The Minimum Wage Amendment Bill – encompassing the starting out wage – passed its third reading in Parliament last week.

The starting-out wage will be set at 80 per cent of the minimum wage and is available for 16 and 17-year-olds in their first six months of work with a new employer, 18 and 19-year-olds that have come directly off a benefit which they’ve been receiving for six continuous months, and 16 to 19-year-olds in training in a recognised industry training course involving at least 40 credits a year.

The intent of the Bill is to support young people, who are new to the workforce, into long-term sustainable employment by providing incentives for employers to take them on.

The Household Labour Force Survey shows young people under the age of 20 have been more negatively affected in terms of employment than older groups of workers.

In the past five years there has been a drop in employment for young people aged 15- 19 of about 42 per cent.

The starting-out wage will help young people, who would otherwise be locked out of a job, get into work. 

The minimum wage is currently $13.75 an hour, which is around half the average hourly wage of $27 – the OECD’s database shows that this proportion is in fact the highest in the developed world, and that on this measure our minimum wage is the most generous in the developed world.

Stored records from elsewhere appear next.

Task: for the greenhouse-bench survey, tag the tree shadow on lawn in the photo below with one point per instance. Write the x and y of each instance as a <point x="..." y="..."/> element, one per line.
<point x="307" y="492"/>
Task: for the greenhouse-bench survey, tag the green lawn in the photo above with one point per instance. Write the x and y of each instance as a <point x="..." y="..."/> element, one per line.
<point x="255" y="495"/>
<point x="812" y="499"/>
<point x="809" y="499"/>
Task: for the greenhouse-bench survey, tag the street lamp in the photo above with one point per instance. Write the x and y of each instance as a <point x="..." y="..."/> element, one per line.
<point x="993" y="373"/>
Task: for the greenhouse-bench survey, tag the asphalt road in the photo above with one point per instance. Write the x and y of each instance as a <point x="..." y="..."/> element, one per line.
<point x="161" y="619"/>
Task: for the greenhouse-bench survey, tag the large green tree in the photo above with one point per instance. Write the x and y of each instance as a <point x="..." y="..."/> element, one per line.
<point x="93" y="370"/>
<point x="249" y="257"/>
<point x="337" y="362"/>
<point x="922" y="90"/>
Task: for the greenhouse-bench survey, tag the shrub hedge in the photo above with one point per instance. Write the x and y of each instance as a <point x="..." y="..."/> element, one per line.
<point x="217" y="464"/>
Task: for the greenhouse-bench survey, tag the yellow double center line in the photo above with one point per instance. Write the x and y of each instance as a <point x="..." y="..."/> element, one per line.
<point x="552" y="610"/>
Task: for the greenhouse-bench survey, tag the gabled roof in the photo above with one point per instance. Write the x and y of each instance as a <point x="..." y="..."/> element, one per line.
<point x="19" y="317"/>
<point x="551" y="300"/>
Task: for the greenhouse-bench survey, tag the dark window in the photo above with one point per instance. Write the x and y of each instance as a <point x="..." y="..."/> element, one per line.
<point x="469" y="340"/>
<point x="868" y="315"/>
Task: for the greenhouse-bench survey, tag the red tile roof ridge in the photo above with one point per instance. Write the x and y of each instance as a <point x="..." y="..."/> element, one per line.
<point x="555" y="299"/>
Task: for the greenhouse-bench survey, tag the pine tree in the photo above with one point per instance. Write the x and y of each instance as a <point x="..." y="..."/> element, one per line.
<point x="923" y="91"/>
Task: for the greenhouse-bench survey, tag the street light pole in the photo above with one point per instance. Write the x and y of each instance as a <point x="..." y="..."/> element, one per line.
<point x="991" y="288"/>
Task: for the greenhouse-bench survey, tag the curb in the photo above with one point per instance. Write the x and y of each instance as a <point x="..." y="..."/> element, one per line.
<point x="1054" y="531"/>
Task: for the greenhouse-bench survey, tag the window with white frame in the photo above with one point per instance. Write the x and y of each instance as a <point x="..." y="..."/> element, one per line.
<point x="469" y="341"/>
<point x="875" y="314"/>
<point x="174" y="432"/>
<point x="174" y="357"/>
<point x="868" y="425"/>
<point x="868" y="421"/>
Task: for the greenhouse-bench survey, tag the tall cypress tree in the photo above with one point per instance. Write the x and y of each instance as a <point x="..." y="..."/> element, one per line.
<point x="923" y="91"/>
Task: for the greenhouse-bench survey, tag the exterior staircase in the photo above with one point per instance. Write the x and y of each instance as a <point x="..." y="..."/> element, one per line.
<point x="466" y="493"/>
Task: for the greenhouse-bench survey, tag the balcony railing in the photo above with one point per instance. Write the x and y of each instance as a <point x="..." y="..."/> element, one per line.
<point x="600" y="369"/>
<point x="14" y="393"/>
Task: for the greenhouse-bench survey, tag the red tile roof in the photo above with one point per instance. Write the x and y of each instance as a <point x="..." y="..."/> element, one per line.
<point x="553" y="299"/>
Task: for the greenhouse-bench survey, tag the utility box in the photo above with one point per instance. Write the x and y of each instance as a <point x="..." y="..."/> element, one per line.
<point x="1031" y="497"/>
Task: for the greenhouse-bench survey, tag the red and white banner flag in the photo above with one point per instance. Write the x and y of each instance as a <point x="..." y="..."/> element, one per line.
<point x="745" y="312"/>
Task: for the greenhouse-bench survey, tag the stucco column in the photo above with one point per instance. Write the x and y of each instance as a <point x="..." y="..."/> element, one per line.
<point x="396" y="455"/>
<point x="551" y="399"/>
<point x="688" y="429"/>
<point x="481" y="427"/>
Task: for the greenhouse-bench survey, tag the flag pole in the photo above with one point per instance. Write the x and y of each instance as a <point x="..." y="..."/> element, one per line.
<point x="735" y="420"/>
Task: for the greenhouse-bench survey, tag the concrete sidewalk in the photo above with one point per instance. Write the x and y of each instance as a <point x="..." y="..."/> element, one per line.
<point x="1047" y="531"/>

International research shows that long spells of unemployment and inactivity may permanently lower young people’s future employment prospects, particularly for low-skilled and inexperienced young people.

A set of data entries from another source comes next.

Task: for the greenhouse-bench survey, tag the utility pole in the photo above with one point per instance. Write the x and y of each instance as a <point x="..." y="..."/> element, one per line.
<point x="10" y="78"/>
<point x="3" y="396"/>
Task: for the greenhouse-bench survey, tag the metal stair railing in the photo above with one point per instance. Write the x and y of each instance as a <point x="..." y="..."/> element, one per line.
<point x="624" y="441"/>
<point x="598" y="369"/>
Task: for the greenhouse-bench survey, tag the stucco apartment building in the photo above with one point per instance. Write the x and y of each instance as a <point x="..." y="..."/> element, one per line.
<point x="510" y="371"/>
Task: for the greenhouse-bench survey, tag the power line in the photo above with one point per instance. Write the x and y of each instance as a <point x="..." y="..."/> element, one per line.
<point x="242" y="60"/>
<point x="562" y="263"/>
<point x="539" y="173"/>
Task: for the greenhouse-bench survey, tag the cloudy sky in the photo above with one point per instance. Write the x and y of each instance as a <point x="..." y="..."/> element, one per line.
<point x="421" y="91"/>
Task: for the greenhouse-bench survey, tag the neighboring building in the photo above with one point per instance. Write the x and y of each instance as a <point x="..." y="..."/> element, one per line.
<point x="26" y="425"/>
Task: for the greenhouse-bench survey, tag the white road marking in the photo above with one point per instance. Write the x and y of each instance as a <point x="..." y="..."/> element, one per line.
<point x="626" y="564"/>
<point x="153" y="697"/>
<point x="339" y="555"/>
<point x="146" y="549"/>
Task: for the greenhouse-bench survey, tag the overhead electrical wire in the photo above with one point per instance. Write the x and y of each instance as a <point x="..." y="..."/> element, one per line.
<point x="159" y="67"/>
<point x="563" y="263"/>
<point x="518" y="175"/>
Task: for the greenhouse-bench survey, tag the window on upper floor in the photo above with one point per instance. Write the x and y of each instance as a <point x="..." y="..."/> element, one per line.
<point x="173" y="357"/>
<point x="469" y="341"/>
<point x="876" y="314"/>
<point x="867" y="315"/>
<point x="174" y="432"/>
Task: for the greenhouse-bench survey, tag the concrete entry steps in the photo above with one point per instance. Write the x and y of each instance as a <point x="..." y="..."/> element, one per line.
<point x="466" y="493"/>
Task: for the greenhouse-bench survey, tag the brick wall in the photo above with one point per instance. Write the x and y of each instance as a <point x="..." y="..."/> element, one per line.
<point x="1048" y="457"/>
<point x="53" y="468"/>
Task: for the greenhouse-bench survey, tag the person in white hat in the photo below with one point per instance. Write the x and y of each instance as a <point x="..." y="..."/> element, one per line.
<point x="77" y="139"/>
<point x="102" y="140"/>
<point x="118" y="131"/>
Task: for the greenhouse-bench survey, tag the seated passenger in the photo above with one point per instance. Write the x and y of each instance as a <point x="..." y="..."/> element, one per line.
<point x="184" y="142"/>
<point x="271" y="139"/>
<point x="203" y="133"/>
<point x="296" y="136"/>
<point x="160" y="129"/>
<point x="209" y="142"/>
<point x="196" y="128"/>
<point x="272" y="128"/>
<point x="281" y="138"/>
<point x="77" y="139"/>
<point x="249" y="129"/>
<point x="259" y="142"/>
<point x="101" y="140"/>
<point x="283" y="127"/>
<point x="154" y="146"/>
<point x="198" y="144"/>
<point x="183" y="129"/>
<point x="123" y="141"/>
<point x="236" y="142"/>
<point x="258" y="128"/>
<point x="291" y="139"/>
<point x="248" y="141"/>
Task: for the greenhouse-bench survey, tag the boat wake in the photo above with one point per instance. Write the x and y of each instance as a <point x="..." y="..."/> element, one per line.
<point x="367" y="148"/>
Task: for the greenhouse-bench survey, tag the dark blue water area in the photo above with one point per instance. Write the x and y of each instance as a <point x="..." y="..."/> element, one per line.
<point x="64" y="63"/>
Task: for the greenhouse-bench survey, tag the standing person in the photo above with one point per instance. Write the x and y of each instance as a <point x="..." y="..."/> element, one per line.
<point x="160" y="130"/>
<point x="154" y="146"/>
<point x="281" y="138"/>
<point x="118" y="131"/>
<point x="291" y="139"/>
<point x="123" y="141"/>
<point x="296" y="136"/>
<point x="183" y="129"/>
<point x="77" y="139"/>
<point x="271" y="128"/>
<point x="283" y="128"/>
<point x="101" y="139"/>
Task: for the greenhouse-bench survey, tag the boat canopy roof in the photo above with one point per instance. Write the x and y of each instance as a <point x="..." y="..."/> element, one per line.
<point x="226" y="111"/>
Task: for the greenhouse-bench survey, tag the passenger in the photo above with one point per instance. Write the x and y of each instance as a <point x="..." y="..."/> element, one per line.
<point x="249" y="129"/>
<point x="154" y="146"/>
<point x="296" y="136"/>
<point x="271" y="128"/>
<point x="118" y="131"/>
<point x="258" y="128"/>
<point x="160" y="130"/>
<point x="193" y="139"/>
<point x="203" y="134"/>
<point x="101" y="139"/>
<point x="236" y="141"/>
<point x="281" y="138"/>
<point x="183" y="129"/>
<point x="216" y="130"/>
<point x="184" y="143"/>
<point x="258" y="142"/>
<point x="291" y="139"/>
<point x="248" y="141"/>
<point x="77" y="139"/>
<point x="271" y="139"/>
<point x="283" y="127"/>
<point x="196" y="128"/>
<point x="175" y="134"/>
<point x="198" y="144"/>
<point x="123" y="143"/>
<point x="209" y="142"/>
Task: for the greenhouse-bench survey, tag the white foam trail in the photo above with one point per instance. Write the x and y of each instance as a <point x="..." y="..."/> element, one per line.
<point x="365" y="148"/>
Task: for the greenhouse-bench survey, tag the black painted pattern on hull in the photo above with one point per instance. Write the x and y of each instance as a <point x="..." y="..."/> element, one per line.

As with other OECD countries, New Zealand is responding to the negative effects of the global recession on young people. A reduced minimum wage is used in several OECD countries, including Australia and the United Kingdom, to encourage youth employment.

We need to ensure young people are ready and equipped for work as the economic recovery gains momentum.

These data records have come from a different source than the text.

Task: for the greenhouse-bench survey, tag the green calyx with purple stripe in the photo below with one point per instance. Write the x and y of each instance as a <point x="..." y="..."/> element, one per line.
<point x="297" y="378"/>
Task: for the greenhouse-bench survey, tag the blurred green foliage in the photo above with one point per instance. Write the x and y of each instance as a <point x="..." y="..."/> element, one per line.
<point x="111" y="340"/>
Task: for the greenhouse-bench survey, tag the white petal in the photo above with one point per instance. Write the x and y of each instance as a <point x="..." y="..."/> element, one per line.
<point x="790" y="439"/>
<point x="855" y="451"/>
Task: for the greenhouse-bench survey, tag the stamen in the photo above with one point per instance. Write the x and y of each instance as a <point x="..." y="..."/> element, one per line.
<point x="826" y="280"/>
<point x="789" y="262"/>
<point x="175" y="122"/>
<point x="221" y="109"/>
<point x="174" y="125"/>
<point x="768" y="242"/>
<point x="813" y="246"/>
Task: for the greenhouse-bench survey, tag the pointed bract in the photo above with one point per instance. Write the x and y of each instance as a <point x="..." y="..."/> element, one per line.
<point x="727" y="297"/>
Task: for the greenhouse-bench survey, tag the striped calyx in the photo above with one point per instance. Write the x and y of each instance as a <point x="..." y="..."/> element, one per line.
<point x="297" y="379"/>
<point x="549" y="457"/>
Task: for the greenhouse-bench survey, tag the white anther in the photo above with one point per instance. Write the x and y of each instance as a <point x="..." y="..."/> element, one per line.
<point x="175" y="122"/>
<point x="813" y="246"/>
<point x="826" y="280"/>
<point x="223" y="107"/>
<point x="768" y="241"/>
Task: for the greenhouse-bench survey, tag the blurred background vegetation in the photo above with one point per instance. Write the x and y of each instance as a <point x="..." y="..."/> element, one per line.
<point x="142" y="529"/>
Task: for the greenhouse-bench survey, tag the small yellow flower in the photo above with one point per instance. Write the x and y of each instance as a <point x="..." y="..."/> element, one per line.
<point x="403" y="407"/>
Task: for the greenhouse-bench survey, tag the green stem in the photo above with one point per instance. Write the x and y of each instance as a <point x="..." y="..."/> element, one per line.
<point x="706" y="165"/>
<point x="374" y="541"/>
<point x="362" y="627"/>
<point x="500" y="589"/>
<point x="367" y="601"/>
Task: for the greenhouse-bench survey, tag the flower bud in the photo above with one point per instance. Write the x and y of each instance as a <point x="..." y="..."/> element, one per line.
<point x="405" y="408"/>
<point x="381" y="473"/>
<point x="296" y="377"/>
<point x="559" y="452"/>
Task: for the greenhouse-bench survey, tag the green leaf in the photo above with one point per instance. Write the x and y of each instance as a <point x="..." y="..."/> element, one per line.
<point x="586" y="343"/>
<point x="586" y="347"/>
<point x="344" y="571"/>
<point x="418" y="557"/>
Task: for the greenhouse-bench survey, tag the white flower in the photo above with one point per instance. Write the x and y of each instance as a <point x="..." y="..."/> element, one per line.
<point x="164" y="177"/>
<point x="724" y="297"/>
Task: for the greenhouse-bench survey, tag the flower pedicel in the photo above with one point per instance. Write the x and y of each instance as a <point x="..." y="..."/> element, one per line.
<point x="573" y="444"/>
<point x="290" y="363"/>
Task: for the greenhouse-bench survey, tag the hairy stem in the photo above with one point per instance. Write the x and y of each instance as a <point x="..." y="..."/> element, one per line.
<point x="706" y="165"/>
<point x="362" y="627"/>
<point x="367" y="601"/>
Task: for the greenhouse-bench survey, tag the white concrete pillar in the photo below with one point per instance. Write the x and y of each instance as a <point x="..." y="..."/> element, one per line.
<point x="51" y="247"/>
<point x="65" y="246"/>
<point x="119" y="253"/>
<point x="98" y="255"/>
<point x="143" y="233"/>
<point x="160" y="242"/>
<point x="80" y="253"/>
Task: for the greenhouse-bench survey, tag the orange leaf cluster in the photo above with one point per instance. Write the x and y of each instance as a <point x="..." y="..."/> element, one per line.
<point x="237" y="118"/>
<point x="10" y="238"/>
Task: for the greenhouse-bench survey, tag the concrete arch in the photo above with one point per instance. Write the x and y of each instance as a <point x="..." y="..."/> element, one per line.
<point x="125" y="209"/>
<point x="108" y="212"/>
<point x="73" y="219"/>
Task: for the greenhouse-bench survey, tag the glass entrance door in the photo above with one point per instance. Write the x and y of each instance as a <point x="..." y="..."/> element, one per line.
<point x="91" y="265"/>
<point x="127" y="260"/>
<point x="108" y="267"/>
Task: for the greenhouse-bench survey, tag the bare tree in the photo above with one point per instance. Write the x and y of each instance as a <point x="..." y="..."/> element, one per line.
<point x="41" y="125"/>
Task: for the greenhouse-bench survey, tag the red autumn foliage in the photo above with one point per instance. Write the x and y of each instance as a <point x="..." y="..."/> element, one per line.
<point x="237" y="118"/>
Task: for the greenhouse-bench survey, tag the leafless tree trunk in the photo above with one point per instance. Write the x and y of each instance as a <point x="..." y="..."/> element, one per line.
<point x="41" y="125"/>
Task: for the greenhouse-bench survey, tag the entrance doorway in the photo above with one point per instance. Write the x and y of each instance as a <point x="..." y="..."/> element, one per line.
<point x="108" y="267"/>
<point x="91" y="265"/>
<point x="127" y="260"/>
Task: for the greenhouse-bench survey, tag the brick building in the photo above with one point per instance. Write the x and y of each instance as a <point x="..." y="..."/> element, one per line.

This change is about providing young people with the opportunity to gain skills, earn money and get the valuable work experience they need in a tight labour market.

Young people with a steady work history, like all employees, are seen as less risky for employers to take on.

Research suggests the starting-out wage could create up to 2000 new jobs for 16 to 19-year-olds in its first two years.

The starting-out wage is part of a wider package of initiatives to help young people into work.